At transplanting, 12 seedlings were randomly pulled from seedling trays for all the genotypes. For each subsequent sampling done in the field after transplanting, plants were randomly sampled every week from 0.32 m2 that corresponded to eight hills for both the dry and wet seasons. The three external rows from the border of all plots were not considered for sampling. For each sampling date, plants were collected and placed in a plastic bag containing water and brought to the laboratory for cleaning and for subsequent processes. Plant samples were separated into green leaf blades, dead leaf blades, leaf sheaths, culms (internodes and nodes), and panicles (including juvenile ones) when present. The area of the green blades was measured with a leaf area meter (Li-3100C area meter, Li-Cor, Lincoln, NE, USA). Leaf area index (LAI) was calculated as leaf area (LA) of the sampled plants divided by the corresponding ground sampling area. For all sampling dates, dry matter of each entity previously listed was determined by drying the material for 72 h in an oven at 70 °C, and then weighing them. Specific leaf area (SLA, cm2 g−1) was calculated by dividing the leaf blade area by the corresponding leaf blade dry matter. Stem dry matter was calculated as the sum of the leaf sheath and culm dry matter. Shoot dry matter of the plants was calculated as the sum of the dry matter of leaf blades, stems, and panicles. Culm length of each tiller of four sub-sampled hills was measured at flowering. Specific culm length (SCL) was computed as the ratio of the stem length to its corresponding dry matter.
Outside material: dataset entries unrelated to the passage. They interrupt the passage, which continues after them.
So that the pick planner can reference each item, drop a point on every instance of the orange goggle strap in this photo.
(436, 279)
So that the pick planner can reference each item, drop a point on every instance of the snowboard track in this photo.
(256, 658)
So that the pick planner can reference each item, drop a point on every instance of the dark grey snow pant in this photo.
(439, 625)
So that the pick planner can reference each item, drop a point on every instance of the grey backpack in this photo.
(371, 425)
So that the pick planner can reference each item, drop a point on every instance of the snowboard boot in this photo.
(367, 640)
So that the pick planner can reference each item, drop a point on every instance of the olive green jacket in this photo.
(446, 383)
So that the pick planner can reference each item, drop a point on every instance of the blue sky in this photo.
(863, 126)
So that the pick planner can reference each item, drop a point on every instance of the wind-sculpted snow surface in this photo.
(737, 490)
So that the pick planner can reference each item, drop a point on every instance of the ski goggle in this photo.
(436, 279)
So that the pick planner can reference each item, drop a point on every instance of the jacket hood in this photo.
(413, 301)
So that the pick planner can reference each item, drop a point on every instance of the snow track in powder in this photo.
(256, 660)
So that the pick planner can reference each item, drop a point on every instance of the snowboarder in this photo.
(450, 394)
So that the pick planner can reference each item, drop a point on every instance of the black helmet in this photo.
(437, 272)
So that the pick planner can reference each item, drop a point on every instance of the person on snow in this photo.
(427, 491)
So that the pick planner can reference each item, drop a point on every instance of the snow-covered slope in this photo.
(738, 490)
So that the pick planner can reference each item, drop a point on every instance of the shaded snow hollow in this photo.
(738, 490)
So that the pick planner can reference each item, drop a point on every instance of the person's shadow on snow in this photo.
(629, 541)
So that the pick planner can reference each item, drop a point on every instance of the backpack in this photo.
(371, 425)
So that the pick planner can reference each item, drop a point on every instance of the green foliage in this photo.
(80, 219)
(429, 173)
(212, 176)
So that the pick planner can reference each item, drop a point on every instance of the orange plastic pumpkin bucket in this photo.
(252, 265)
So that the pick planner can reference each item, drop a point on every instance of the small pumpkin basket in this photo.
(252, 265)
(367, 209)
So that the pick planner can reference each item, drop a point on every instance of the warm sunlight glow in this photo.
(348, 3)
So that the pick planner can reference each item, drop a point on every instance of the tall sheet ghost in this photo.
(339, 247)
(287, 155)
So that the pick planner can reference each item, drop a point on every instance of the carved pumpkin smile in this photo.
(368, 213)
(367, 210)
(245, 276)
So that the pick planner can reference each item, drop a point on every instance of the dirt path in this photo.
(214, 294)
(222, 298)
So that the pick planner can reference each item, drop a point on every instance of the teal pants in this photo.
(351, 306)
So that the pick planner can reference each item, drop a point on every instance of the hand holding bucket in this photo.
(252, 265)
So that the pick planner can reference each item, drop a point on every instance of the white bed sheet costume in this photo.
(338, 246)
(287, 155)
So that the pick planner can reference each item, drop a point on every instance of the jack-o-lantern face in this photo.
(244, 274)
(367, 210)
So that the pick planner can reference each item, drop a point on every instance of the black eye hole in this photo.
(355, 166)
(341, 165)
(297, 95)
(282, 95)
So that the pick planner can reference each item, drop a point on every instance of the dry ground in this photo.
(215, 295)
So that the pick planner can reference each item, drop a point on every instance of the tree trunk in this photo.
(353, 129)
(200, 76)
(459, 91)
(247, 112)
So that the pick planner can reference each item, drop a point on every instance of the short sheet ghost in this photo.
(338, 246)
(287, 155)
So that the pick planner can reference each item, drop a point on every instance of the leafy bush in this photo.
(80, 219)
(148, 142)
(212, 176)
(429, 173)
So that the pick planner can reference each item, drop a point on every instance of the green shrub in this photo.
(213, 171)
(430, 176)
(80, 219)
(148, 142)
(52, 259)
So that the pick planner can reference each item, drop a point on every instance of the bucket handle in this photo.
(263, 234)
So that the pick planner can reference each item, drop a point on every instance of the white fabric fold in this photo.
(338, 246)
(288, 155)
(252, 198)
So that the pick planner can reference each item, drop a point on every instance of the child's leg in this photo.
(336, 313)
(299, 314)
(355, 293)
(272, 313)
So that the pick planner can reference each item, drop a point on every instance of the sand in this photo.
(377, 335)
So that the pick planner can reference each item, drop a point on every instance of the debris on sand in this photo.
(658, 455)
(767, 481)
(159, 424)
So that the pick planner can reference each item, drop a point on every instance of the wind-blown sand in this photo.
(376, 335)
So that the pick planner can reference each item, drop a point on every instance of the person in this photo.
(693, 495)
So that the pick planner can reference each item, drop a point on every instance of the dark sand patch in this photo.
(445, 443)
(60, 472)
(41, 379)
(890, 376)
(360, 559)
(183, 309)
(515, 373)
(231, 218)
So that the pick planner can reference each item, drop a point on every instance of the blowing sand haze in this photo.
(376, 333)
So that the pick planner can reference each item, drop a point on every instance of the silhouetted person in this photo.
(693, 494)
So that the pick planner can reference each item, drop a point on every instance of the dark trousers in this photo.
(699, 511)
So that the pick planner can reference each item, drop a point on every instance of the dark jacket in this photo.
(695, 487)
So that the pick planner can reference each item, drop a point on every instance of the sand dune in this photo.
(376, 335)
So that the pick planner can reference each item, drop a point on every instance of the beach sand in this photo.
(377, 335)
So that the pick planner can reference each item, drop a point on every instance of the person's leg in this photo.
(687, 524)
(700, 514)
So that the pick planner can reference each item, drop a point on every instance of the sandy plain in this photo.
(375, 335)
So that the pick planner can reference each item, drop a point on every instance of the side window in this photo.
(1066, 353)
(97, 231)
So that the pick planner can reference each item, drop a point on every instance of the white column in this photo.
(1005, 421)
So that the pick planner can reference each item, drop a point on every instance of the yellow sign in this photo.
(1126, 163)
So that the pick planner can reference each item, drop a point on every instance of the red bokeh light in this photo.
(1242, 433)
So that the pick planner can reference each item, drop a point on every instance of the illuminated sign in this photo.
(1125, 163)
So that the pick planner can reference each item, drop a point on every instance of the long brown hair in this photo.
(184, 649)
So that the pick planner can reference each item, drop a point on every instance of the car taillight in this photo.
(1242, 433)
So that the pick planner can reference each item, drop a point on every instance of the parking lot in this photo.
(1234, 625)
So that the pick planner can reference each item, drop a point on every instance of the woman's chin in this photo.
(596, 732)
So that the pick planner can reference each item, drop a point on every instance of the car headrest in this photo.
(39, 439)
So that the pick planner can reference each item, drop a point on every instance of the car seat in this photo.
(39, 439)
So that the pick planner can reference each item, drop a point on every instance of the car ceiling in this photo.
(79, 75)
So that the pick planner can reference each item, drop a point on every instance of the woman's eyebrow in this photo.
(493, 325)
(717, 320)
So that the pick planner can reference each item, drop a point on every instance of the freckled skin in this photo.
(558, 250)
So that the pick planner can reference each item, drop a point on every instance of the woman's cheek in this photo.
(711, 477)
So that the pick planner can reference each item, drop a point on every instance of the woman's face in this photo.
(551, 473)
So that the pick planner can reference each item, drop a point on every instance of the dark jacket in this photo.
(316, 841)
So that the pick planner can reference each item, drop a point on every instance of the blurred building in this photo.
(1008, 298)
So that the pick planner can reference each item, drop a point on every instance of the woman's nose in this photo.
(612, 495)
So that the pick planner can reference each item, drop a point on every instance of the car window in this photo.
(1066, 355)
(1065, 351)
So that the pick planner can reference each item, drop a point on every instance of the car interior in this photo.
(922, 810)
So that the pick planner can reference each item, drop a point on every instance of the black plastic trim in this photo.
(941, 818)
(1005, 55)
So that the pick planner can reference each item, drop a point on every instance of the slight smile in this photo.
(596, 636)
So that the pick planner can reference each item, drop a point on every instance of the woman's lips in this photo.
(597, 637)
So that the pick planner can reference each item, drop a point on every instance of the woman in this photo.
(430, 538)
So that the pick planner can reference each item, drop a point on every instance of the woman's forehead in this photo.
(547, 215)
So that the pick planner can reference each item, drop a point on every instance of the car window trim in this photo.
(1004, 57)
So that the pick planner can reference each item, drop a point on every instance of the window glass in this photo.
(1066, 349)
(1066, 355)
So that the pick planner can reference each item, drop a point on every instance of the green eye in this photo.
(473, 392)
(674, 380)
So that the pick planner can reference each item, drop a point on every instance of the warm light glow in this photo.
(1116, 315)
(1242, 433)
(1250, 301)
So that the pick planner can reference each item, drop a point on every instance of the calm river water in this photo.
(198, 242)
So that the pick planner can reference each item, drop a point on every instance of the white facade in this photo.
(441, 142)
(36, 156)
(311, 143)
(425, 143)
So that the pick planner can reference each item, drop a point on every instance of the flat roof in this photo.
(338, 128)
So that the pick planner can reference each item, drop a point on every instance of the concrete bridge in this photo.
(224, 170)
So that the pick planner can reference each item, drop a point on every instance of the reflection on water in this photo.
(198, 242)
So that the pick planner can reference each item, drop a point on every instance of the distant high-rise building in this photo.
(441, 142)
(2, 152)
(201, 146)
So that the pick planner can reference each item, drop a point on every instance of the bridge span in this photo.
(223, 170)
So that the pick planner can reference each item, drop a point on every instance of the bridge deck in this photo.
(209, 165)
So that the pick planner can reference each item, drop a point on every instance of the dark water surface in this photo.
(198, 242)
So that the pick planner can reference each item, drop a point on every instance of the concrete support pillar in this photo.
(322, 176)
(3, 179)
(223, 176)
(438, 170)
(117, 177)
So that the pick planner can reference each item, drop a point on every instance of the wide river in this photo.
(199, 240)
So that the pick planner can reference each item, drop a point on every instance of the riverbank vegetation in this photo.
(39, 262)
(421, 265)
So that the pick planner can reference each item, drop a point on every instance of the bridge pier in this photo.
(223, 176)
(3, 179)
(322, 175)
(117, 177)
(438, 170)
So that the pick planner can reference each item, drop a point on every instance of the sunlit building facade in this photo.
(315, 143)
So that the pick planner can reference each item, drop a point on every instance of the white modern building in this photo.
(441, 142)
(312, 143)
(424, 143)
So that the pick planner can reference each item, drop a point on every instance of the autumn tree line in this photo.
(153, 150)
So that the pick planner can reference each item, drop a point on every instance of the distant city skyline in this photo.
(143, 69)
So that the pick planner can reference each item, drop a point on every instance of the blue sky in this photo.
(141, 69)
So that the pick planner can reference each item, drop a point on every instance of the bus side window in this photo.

To evaluate the spatial occupation of the leaves of one plant, the spreading of these leaves was estimated on a virtual horizontal plane, at higher collar level, by measuring the distance between the two extreme points of the plant, first on an axis within the row, and second on a perpendicular axis between rows. The ellipse area of the plant formed by the virtual 2D leaf area at highest collar level was then calculated as:

$${\text{Ellipse area}}=\pi \times {\text{radius}}\,1 \times {\text{radius}}\,2$$

where radius 1 is half of the distance on the axis within the row and radius 2 is half of the distance of the perpendicular axis between rows.

Leaf angle between the leaf and its tiller culm was measured using the tiller as the reference (vertical).

At maturity, plants were randomly sampled from two 0.32-m2 locations in each plot, and total tiller number and number of productive, non-productive, and dead tillers were determined. Dry matter of each plant organ as listed previously was measured. Grains were separated from the rachis and filled and unfilled grains were separated with respect to the flow rate of 4 m3 s−1 using a Seedburo blower (KL-1205, Seedburo, Chicago, IL, USA). The weight of total filled and unfilled grains and 1000 filled and unfilled grains and, by computation, the number of filled and unfilled grains per panicle were determined. Filling rate was computed as the ratio of filled grain number to the total grain number. Harvest index (HI) was computed as filled grain dry matter divided by shoot dry matter. Potential sink size was calculated as the product of the total number of spikelets (filled and unfilled) per panicle, the panicle number, and the individual grain size as calculated at maturity on the basis of 1000-grain dry weight. Potential sink size corresponded to the highest grain yield the plant could produce on the basis of the total number of spikelets it fully developed before flowering. Grain yield (GY) was determined by harvesting a 5-m2 undisturbed sampling area (125 hills) at the center of each plot. Grains were separated from the rachis, filled and unfilled grains were also separated, and total filled grain dry matter was determined. Grain moisture content of the filled grains was measured with a digital moisture tester (DMC-700, Seedburo, Chicago, IL, USA) and grain yield was calculated at 14% moisture content.

Data analysis

Analysis of variance (ANOVA) was done using GLM procedure of SAS (2012) and mean separation tests were performed using LSD. Correlation test was done using the Pearson method.

Results

The 32 hybrids and elite inbreds differed with crop duration, from 105 to 117 days in the DS, and from 109 to 122 days in the WS (Table 1). Crop duration might have a strong effect on the interrelation of plant traits, with the assumption that key traits associated with a short-duration crop could be different from those associated with a long-duration crop. Considering the differences in climate between both seasons and in crop duration among genotypes, it is relevant to set up a methodology to evaluate traits of interest by grouping genotypes according to crop duration within each cropping season, so that the search for traits is done per group. Two maturity groups in the DS—short and medium duration—and three in the wet season—short, medium and long duration—were defined with average crop duration of 106 and 113 days, and 110, 115 and 119 days, respectively (Table 2).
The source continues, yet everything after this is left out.